Bloomberg Businessweek August 23, 2021 pp38-43 “Methane Hunters” “Scientists and activists are racing to find globe-warming leaks in America’s largest oil field-and get them plugged before they cook the planet further” By Zachary R. Mider
Read the Bloomberg Businessweek article for all detail
Summary offered by 2244
Unbeknownst to most of us, “methane [AKA Natural Gas] has many times carbon’s [AKA CO2] warming power and is thought to be responsible for about a quarter of the increase in global temperatures caused by humans.” Still CO2 “from burning fossil fuels is the principal cause of global warming.” But methane leaks into the environment present as a major addressable opportunity to reduce greenhouse gases.
Why is reducing methane such an opportunity?
Scientists and activists using everything from methane-sensing-hand-held-instruments to methane-sensing-aircraft and -satellites have discovered the largest single source of methane leakage is from the Permian Basin. This area consists of a 150 mile wide swath of Texas and New Mexico long known for its prolific production of fuel oil and natural gas.
So how can mankind address this leakage of natural gas?
Experts believe there are two key methods for reducing or eliminating the release of natural gas as a byproduct of the oil-drilling process. First, oil producers can directly connect oil wells to natural gas pipelines to siphon off the natural gas being released as part of the oil-drilling process. Second, and less desirable, burn off the natural gas as it egresses from the oil well.
What is preventing us from trapping this rich source of greenhouse gas?
The oil and gas industry has historically focused on oil. Oil typically generates higher revenue and higher profit than natural gas. The demand is greater for oil and collecting and delivering oil to market is relatively easy. So capturing natural gas escaping from oil wells hasn’t been a focus. To avoid safety and environmental health concerns, companies have simply burned off the natural gas byproduct. Burning off natural gas, from oil wells, produces CO2 but that amount is small compared to the global production of CO2 from burning all fossil fuels for transportation and energy-generation. When compared to methane as a greenhouse gas, CO2 is not nearly as effective as methane in warming the planet. As it turns out, these natural gas flares often fail and when they fail they are not readily detected and remediated. Methane then is free-flowing unchecked into the air.
Rather than burning natural gas leaking from wells, what else can be done to prevent methane from natural gas escaping into the environment?

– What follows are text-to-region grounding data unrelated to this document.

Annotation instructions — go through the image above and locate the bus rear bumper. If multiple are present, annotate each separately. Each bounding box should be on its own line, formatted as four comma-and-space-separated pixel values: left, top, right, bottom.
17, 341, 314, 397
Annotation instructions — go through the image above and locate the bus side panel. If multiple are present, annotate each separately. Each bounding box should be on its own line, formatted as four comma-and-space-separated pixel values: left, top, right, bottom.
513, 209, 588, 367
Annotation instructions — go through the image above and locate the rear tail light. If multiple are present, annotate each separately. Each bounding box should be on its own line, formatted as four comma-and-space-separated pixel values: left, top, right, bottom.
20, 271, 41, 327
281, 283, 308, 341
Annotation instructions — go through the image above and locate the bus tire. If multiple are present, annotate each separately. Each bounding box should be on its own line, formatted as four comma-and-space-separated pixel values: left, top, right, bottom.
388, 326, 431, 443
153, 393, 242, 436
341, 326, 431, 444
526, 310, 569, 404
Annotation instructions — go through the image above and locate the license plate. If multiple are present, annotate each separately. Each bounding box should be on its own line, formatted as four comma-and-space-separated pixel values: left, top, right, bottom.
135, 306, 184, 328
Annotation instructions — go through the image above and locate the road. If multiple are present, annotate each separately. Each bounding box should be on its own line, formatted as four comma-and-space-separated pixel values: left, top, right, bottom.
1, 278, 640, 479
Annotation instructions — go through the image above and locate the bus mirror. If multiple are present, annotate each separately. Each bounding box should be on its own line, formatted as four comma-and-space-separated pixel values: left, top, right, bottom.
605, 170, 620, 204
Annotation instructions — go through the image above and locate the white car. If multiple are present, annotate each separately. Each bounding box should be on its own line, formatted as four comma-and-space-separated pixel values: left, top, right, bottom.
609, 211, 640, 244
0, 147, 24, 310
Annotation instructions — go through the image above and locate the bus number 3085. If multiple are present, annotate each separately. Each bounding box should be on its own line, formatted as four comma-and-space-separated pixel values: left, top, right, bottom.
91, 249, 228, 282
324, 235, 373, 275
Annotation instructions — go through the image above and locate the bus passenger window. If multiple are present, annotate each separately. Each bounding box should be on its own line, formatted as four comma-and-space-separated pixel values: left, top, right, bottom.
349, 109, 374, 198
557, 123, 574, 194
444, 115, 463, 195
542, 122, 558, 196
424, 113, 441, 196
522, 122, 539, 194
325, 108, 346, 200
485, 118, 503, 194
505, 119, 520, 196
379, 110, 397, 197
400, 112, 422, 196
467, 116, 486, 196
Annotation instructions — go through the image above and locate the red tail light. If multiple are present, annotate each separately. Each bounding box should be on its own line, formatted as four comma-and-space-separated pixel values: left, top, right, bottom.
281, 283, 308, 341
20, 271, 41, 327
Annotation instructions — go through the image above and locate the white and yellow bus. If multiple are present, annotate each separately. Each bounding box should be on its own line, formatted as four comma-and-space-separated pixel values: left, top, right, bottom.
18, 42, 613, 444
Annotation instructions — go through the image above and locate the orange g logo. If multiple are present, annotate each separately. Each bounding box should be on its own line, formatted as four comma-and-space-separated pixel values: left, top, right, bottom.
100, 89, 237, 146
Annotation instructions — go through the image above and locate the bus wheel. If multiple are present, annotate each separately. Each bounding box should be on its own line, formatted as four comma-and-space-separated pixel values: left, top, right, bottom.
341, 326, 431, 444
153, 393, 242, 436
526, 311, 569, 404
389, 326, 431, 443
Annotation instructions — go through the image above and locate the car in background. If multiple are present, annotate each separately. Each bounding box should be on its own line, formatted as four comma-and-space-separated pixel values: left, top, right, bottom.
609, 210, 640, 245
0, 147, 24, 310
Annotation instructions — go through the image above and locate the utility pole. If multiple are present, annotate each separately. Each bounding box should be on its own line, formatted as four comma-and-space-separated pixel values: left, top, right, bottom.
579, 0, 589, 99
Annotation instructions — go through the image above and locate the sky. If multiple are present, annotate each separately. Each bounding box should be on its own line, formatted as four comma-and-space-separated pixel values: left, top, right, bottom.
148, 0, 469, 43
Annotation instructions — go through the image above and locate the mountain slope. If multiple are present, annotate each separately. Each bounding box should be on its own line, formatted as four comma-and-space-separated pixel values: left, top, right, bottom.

The simple answer is that if you can burn-off natural gas you can also collect it for resale. This of course is easier said than done. Setting complicated systems to capture and transport natural gas to market require deliberate efforts in engineering and significant investment. Some large, publicly-held, companies are taking voluntary actions to avoid fallout from investors, scientists and activists. Activists using techniques on the ground, in aircraft and in spacecraft (satellites) “are acting as self-appointed private eyes, running their own Permian monitoring programs and pressuring companies directly. Others are more blunt and say “the only way to clean up the Permian Basin...is to stop drilling.” Lastly, while “Wall street is forcing large companies to take action...but many private operators are still doing what they please.” Experts believe that seeking government regulation to restrict methane release is not going to be an effective or "practical way to resolve methane leakage.”
What’s the net effect of this leaking of methane from the Permian Basin?
Sadly, the current rate of methane leakage “erases most of natural gas’s advantage over coal, especially, in the short term.”